Most of these performers have been performing at state fairs throughout their careers. They all know how this works. As the saying goes, “this isn’t their first rodeo.”
So one must wonder: just how organic is this series of announcements, really?
Why did these performers wait until the organizers started to release their names to make public announcements of their non-participation? Surely, having been booked for this event months and months before, they couldn’t have all decided simultaneously to make excuses to drop out.
If I were an investigative journalist with sources in the music industry, I might be able to report my suspicion with certainty, but I am not. I’m just an op/ed writer with a theory. I look at evidence, I see if it adds up, and I ask whether it makes sense.

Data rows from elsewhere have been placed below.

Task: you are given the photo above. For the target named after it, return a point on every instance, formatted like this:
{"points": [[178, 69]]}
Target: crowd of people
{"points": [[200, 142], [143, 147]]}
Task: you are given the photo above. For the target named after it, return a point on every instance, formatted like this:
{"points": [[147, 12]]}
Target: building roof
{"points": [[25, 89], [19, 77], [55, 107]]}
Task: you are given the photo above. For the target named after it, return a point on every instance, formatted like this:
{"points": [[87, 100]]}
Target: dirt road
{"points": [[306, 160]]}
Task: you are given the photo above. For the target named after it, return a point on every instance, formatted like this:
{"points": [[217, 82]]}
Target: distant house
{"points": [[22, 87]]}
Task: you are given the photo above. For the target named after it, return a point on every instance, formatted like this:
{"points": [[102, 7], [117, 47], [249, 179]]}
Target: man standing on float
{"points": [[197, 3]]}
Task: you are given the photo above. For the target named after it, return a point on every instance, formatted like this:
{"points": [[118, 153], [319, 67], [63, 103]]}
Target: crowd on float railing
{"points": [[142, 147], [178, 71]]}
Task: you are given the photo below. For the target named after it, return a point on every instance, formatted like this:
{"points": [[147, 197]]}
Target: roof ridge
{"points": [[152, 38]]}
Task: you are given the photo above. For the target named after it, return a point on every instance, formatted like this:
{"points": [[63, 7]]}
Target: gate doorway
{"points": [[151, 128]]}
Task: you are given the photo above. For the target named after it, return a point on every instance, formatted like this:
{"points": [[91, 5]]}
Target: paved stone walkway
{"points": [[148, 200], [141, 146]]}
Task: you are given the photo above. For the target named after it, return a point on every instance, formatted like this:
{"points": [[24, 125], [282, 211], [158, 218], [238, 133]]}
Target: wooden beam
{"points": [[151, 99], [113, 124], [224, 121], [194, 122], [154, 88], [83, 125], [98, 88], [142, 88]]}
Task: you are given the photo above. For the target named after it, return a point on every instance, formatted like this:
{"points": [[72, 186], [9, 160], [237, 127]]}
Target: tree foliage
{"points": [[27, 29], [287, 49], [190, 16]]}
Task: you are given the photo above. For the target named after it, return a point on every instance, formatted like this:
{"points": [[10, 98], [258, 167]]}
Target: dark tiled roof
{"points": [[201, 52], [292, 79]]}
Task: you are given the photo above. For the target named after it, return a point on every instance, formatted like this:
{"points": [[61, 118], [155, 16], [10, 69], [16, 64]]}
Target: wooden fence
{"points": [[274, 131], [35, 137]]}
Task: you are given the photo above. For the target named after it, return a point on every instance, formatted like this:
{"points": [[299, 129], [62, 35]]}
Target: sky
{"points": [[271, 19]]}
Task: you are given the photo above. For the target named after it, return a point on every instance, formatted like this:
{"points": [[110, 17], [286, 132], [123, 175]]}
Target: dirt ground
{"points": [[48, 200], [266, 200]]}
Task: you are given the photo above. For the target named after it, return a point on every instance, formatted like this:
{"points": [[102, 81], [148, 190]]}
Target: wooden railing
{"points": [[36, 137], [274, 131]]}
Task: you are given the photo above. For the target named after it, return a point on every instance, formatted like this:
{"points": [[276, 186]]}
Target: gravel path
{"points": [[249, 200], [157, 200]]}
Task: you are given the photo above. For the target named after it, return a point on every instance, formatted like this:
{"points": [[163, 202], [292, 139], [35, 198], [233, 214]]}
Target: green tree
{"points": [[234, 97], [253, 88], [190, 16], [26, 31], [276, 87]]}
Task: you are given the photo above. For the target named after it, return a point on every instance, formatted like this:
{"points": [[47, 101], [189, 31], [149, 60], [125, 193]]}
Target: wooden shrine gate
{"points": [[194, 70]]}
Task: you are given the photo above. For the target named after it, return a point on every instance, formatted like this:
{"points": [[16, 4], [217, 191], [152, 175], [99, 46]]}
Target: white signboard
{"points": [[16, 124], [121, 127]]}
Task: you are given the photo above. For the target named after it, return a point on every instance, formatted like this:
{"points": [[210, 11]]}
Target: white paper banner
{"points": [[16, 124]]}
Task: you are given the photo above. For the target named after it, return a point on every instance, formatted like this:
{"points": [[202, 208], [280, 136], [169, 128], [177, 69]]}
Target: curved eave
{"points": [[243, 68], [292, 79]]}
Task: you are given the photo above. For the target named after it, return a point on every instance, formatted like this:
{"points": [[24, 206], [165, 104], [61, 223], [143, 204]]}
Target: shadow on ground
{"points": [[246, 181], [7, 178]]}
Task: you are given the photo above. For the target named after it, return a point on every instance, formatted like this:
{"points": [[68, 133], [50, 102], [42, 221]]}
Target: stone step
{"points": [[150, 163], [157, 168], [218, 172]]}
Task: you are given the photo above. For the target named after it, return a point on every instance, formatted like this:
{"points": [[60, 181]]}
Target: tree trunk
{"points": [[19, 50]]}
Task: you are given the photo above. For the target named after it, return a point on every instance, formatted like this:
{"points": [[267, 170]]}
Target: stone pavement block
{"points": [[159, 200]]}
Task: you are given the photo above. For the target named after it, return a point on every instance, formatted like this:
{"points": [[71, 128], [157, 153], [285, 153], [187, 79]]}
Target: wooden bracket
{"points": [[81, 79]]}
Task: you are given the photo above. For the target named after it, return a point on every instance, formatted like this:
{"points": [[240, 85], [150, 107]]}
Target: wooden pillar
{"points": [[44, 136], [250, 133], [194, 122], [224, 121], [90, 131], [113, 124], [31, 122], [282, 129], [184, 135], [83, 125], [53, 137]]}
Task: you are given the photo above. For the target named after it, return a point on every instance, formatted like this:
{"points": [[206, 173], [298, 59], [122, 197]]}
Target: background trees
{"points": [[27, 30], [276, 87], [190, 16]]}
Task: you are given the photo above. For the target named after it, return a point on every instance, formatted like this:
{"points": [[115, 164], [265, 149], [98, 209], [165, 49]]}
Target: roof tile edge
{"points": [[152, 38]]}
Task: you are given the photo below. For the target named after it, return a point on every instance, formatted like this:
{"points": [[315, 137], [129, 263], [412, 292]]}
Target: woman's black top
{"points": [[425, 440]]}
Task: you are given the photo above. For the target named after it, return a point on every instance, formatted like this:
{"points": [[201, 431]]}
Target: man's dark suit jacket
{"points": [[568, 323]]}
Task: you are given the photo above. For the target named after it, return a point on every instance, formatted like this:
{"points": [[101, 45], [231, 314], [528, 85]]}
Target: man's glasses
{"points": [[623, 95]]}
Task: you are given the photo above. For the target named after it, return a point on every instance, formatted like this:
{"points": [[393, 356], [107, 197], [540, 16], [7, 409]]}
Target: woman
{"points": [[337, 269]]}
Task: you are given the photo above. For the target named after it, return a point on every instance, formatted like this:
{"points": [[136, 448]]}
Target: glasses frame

I just don’t have sources to confirm my theory.
But we can all look at the evidence. Multiple performers across multiple genres announced that they are dropping out of a major booking – taking a financial hit that some of them can afford but some likely cannot – with a public excuse that doesn’t hold water.
Gentle Reader, what kind of pressure do you think has been applied to these performers? Was it a gentle recommendation or a firm order, made to the singers, their bands, or their agents? Are there other bookings being held hostage to their agreement to drop out of this one?
Don’t think this doesn’t happen. A century of American music history confirms that promoters, musician’s unions, politicians and organized crime have used such tactics to control who performs where and when. Not all the time, but when they want to. It’s corrupt, malicious, and usually illegal, but it’s tried and true. And there’s no reason to believe it still doesn’t happen today.
How much would it embarrass the Trump administration if one performer dropped out? How about two? How about three or four, or more, across multiple genres? How much might that hurt the President’s opinion ratings in the polls?
And how much does the Left need to hurt the Trump brand, and the Republican brand, and the MAGA movement, in this critical election year, just a few months before the midterms?
If there’s anything we know of the modern American Left, from its sponsorship of urban takeovers, Medicare/Medicaid and welfare fraud, to its control of the education system, sports leagues and the pop culture, it is that there is no low to which the Left will not stoop, to inject division into every arena they can.
The summer of 2026 should be a bipartisan celebration of our nation’s 250th anniversary. The Trump administration is doing its best to facilitate broad-based patriotism in that spirit.
And the clearly organized sabotaging of the Great American State Fair is most likely just another broadside that the Left has fired at yet another well-intended effort at unity in America.